We knew it was coming, but the news hit us like a truck none the less. A very big truck.
Harlan Ellison, one of the truly great American writers and the man who put a red-hot edge on the word “curmudgeon,” died today at 84. He used his magnificent brain as an attack dog against all the evils he perceived – a staunch defender of our personal freedoms, most particularly and obviously the right to free expression – he knew the tricks of communication and used them like heat-seeking missiles, devastating the subjects of his wrath with his wit, knowledge, intelligence and attitude.
In fact, he did something that few others have been able to do: after many and frequent appearances on Bill Maher’s freewheeling television show, he was “banned” after he relentlessly tore into actor Fyvush Finkel’s defense of Elia Kazan, a brilliant director and actor who, during the McCarthy Era, ruined the careers of many of his fellow performers in front of the notorious House Un-American Activities Committee’s Communist witch hunt. To Harlan, as well as to a great many others, this was an unforgivable crime. Some 50 years after the event, it continued to burn a hole in Ellison’s soul.
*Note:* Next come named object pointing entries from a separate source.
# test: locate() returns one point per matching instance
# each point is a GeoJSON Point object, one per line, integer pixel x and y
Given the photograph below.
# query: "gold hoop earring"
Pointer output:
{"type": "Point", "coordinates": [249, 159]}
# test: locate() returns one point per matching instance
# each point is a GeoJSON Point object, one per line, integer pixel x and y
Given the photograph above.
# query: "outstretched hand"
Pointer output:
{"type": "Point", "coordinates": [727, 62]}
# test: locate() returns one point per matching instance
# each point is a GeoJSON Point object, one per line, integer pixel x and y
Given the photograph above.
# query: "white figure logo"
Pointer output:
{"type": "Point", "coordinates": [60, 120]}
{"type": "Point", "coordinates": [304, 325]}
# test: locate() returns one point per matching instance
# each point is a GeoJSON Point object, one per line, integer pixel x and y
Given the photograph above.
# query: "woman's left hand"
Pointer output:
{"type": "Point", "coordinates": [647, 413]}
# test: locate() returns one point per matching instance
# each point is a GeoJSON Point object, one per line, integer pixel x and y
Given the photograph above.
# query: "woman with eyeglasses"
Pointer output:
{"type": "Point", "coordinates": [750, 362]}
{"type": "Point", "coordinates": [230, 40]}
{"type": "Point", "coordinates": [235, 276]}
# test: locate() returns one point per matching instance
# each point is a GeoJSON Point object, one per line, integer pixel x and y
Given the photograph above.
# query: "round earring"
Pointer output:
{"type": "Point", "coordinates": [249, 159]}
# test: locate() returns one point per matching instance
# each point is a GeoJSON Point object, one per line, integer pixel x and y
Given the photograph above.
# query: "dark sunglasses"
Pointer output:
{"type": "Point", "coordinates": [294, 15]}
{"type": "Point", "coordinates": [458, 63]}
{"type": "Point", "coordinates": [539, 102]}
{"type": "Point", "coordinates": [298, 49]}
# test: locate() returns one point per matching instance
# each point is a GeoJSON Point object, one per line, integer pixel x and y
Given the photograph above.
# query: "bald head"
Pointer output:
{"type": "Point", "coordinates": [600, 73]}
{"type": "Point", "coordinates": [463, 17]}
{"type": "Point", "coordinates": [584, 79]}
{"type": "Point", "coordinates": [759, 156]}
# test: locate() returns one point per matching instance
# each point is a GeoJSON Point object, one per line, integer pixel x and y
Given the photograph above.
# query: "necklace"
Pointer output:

I put the word banned in quotes because I do not believe Maher actually banned him per se; Harlan was just never asked back.
His shit-list was a Who’s Who of the arts and entertainment. I should know, I was on it for a while over a misunderstanding. I actually enjoyed the experience; Harlan’s brilliance was to be found in every word he uttered. Before long we buried the hatchet and he went on to say some truly nice things about me. Thinking back on that right now, I am sporting an ear-to-ear grin. His wrath was magnificent, and his friendship was as solid as the Rock of Gibraltar.
He was a frequent attendee at science fiction, comic book and pop culture conventions – often as a fan and not an advertised guest. His love for these media was obvious and well-rewarded. Among his great many honors, Ellison received eight Hugo Awards, four Nebula Awards, five Bram Stoker Awards (from the Horror Writers Association), two Edgar Awards (from the Mystery Writers of America), two World Fantasy Award, and two Georges Méliès fantasy film awards.
To list his accomplishments would suck up all this young site’s available bandwidth. I’ll note he authored A Boy And His Dog, I Have No Mouth And I Must Scream, Repent Harlequin Said The Ticktock Man as well as numerous newspaper columns and works of non-fiction. He wrote for and was adapted by television shows such as The Twilight Zone, The Outer Limits, Babylon 5, Star Trek (TOS), The Man From U.N.C.L.E., The Alfred Hitchcock Hour, Burke’s Law… and The Flying Nun. He also authored numerous comic book stories and his works have been and will continue to be adapted for that medium.
He held humanity to its highest standards by holding our feet to the fire. Our planet has become a bit quieter with the passing of Harlan Ellison, to be sure. It also has become quite a bit less interesting.